Operations/Minutes/2024-07-25

From OpenStreetMap Foundation

OpenStreetMap Foundation, Operations Meeting - Draft minutes

These minutes do not go through a formal acceptance process.
This is not strictly an Operations Working Group (OWG) meeting.

Thursday 25 July 2024, 19:00 London time
Location: Video room at https://osmvideo.cloud68.co

Participants

Minutes by Dorothea Kazazi and notes by Grant (beginning of sections).

Not present


New action items from this meeting

  • Grant to move the requirements regarding deployment of new production services that were mentioned during the 25 July meeting to the ops site in a "Policy" communication format. [Topic: Deployment of new production services]
  • Grant to determine the Cloudflare API call to block IPs, in order to deal with scrappers [Topic: Cloudflare keep enabled?]
  • OPS to make a reasonable evaluation whether to go with Cloudflare, Fastly or none. [Topic: Cloudflare keep enabled?]
  • Paul to follow up with Copernicus and see if we can get rendering servers from them. [Topic: State of the Map Europe 2024]

Deployment of new production services

Policy on reacting to requests to deploy new services in production without sufficient notice and on running of new unmanaged services.

  • Agreed launch schedule ahead of time, including Operations team.
  • Ops require 7 day window for us to "production" deploy, complex sites may require additional time.
  • Communicate to the Ops Group, not individuals.

Topic related to OSM 20 birthday website.
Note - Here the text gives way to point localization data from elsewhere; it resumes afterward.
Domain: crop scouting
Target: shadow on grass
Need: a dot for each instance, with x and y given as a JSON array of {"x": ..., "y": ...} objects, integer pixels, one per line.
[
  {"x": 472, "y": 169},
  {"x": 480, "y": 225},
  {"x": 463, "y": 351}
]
Grant was asked to productionise it in very short notice. Suggestion to create a policy regarding requests to deploy new services in production and on running of new unmanaged services.

On thic case and the machine hosting the OSM 20 birthday website

  • Grant was asking when he can productionise the OSM 20 birthday website, and on Monday was told that people were still working on it, and they wanted the website to be deployed the next day.
  • Plugins were added to the birthday website until the time it went live.
  • The OSM 20 birthday website is currently hosted on fume (HPE ProLiant DL360 Gen10, Debian 12), which is intended as the location for community.openstreetmap.org
  • Assumption of no long-term plans to use it, after the OSM 20 birthday.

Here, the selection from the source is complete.